I know he should eat a fair bit of protein
really posting to bump this for you though0 -
He needs to eat more than his TDEE which depends on his overall activity levels as well as weight - workouts, activities of daily living including employment. Most men find it easiest to split the calories up over four to six meals, eating 3000 or more calories in two to three meals is tough.
Eating before workouts is relatively personal because some people find they get sick with very intense activity, others find they 'hit the wall' if they train on an empty stomach but ideally yes some protein and carbs. Afterwards the body can certainly (and does) refuel and repair with nutrients taken at a later point, but many find recovery is faster and even DOMS (soreness) is reduced if they eat consume some protein and carbs within an hour. This is particularly valuable for those who are hoping to train intensively the following day. For those who are eating six reasonably evenly spaced meals/ snacks per day they won't ever be eating too long before or too long after a workout anyway so may well not need to do anything 'special'.

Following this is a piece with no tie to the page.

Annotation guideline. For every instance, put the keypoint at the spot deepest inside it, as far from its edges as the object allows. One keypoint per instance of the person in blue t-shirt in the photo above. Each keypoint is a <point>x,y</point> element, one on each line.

Recommended macro splits vary, protein can be calculated on total body weight or on lean body weight, I have hypertrophy clients take up to a maximum of 2g per kilo of bodyweight initially. If you take too much you can end up with the excess converting to pricey carbs in the body, struggling to eat enough from other food groups so not getting all the nutrients the body needs.
Diet should be relatively standard healthy diet because you want overall optimal function including digestion, energy production, muscle, tendon and ligament repair - loads of fruit and vegetables, dairy products, protein at every meal and snack, oily fish daily or a high strength supplement, plenty of other healthy fats such as nuts and seeds, whole carbs such as beans and lentils.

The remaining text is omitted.